At least 2 million bpd of supply needs to be removed from second quarter balances in order to see stabilization in oil prices, if Libya’s shut-in 1.1 million bpd production comes back online, the company believes.

The supply overhang from the first quarter will also have to be worked down before a recovery in price can manifest, according to Rystad Energy.

The company also made some predictions regarding the OPEC deal.

“In our no-deal scenario, which is the least likely of the three, OPEC does not agree on additional cuts and extends the current production agreement through 2020. Such a development would imply a huge surplus of 1.8 million bpd for liquids in the second quarter of 2020, and 1.9 million bpd for crude, which could send Brent prices as low as $40. In all of our scenarios, Libya’s production is assumed to return to its normal 1.2 million bpd in Apr-20,” said the company.

Deepening the cuts is a more likely outcome and Rystad Energy has two scenarios for an OPEC deal.
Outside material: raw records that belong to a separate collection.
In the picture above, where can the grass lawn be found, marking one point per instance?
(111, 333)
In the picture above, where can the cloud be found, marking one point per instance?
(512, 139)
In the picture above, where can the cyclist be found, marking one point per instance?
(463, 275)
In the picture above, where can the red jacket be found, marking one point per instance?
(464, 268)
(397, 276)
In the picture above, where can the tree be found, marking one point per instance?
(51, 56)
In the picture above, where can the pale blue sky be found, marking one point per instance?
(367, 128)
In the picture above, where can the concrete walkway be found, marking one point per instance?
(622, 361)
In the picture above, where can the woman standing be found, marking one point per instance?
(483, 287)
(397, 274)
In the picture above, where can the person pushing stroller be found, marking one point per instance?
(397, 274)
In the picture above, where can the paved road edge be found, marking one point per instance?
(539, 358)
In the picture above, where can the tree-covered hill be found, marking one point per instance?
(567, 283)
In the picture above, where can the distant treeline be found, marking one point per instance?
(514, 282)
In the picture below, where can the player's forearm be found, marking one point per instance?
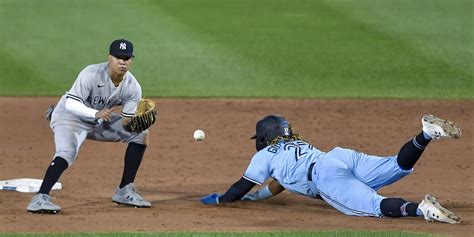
(275, 187)
(80, 109)
(272, 189)
(236, 191)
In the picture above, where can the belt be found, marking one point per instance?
(310, 171)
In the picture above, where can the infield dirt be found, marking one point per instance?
(177, 170)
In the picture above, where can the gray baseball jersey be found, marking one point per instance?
(95, 89)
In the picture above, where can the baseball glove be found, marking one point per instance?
(144, 117)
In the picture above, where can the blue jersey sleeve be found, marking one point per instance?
(259, 169)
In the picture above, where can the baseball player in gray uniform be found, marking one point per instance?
(346, 179)
(86, 112)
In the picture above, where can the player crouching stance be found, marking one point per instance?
(85, 112)
(346, 179)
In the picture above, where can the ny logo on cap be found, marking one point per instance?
(123, 46)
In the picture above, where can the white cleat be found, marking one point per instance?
(433, 211)
(438, 128)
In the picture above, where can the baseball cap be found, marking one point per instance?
(274, 123)
(121, 47)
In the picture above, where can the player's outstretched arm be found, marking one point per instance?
(272, 189)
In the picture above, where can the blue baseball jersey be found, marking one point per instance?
(287, 162)
(346, 179)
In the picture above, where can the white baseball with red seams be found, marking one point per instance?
(199, 135)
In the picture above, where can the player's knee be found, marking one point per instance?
(141, 138)
(69, 156)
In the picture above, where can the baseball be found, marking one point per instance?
(199, 135)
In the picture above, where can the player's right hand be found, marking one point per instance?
(211, 199)
(105, 114)
(250, 197)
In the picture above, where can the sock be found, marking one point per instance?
(54, 171)
(398, 207)
(411, 151)
(133, 158)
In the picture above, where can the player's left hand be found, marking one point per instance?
(211, 199)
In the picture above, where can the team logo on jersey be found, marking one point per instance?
(123, 46)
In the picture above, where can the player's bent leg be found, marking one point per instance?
(338, 186)
(398, 207)
(374, 171)
(433, 211)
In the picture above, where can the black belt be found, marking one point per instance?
(310, 171)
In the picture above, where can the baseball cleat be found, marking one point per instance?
(128, 195)
(41, 203)
(433, 211)
(438, 128)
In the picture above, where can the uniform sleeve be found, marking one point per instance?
(82, 87)
(130, 104)
(259, 169)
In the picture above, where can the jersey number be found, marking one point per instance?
(297, 148)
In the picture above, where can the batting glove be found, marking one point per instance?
(211, 199)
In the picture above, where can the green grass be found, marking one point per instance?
(246, 48)
(233, 234)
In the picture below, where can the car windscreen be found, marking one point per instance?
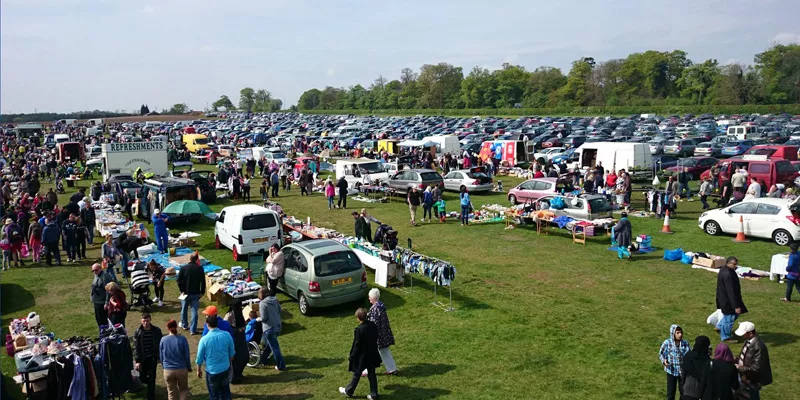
(430, 176)
(371, 168)
(258, 221)
(340, 262)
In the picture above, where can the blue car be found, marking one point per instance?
(737, 147)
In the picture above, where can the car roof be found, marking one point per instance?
(320, 246)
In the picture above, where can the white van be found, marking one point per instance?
(632, 157)
(355, 171)
(247, 229)
(741, 132)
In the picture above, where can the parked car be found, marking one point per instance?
(585, 206)
(322, 273)
(710, 149)
(473, 181)
(737, 148)
(696, 166)
(533, 189)
(768, 218)
(405, 179)
(681, 147)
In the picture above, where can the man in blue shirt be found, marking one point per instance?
(211, 311)
(216, 351)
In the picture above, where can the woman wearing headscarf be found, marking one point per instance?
(238, 324)
(723, 380)
(696, 368)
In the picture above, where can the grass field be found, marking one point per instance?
(537, 317)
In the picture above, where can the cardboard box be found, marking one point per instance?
(712, 262)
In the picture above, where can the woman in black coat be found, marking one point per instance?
(724, 379)
(364, 355)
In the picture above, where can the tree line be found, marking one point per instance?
(651, 78)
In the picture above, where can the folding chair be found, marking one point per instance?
(255, 264)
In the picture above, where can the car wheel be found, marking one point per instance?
(781, 237)
(712, 228)
(302, 304)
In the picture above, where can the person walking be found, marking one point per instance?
(117, 304)
(147, 340)
(342, 186)
(377, 314)
(192, 284)
(724, 379)
(696, 369)
(364, 355)
(98, 294)
(729, 298)
(270, 318)
(753, 363)
(216, 352)
(671, 353)
(792, 272)
(176, 362)
(414, 202)
(275, 263)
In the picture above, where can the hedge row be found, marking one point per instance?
(792, 109)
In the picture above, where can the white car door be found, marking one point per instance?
(743, 212)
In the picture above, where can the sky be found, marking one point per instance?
(73, 55)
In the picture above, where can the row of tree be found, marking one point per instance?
(250, 100)
(642, 79)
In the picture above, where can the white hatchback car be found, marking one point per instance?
(768, 218)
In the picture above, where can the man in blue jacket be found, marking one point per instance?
(50, 236)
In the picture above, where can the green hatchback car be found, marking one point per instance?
(322, 273)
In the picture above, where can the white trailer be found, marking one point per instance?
(125, 158)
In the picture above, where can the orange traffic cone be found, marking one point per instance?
(740, 238)
(665, 228)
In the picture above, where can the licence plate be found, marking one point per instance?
(340, 281)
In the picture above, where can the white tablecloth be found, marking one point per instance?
(778, 265)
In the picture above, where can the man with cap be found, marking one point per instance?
(753, 363)
(222, 324)
(160, 229)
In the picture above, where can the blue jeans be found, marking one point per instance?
(725, 325)
(219, 387)
(192, 300)
(270, 343)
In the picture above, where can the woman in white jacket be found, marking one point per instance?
(275, 264)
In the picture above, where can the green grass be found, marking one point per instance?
(536, 315)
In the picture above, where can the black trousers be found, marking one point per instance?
(147, 374)
(373, 383)
(672, 382)
(100, 314)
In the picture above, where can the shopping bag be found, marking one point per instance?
(714, 318)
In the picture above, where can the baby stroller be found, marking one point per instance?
(140, 287)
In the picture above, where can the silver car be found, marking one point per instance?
(472, 181)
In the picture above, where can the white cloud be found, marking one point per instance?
(786, 38)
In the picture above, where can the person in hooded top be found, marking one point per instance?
(671, 354)
(723, 379)
(696, 368)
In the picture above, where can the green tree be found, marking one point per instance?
(247, 99)
(223, 102)
(440, 86)
(309, 100)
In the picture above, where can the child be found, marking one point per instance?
(442, 208)
(671, 356)
(5, 244)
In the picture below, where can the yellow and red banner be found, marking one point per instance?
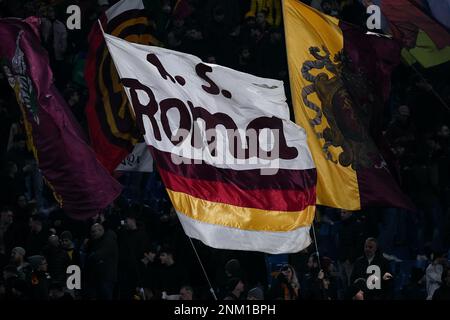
(336, 104)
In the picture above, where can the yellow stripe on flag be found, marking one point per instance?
(426, 53)
(240, 217)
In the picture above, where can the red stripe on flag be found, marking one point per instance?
(229, 193)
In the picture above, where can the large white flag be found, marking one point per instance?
(239, 173)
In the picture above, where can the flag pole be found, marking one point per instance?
(315, 243)
(204, 271)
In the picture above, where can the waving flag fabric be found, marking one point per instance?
(112, 127)
(80, 183)
(238, 172)
(336, 101)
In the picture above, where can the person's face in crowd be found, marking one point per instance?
(312, 264)
(16, 257)
(260, 18)
(53, 240)
(97, 231)
(178, 23)
(7, 218)
(172, 40)
(345, 214)
(211, 59)
(165, 258)
(21, 144)
(22, 202)
(194, 34)
(35, 225)
(287, 272)
(275, 37)
(245, 53)
(359, 295)
(185, 294)
(219, 16)
(326, 7)
(7, 275)
(66, 243)
(444, 132)
(255, 33)
(239, 287)
(447, 278)
(130, 223)
(55, 293)
(51, 13)
(74, 98)
(370, 248)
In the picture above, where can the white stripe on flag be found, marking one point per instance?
(221, 237)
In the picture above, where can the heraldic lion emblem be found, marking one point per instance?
(347, 104)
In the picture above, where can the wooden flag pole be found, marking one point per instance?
(204, 271)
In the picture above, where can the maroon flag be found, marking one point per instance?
(80, 183)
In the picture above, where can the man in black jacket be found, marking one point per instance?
(133, 242)
(101, 263)
(372, 257)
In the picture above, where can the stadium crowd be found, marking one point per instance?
(136, 248)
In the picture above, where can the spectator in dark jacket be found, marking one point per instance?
(57, 259)
(372, 257)
(40, 279)
(101, 263)
(38, 236)
(286, 285)
(443, 292)
(172, 275)
(133, 242)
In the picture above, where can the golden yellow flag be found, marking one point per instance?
(306, 29)
(335, 103)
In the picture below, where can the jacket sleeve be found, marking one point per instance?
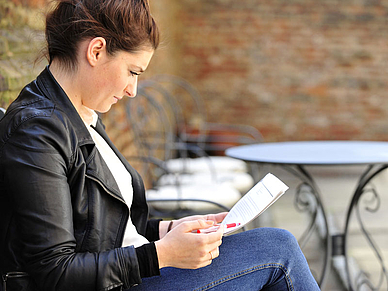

“In a low-level compromise, production cuts are only increased by 0.6 million bpd in the second quarter on top of an extension of the current production agreement, we see the stock of liquids building at 1.3 million bpd and crude at 1.5 million bpd. Brent would see continued downwards pressure and test the $50 mark quickly, with low 40s Brent prices a probability in the second quarter.”

“In the scenario aligned with OPEC’s proposal, production cuts are extended by 1 million bpd in the next quarter, on top of the current agreement’s extension. Large stock builds are still inevitable, with liquids reaching 1 million bpd and crude 1.1 million bpd for the quarter. Brent would continue to see downwards pressure with the $50 mark threatened when Libyan production returns, but the deterioration in oil prices may be halted in this scenario as long as Libyan output remains shut-in,” said the company.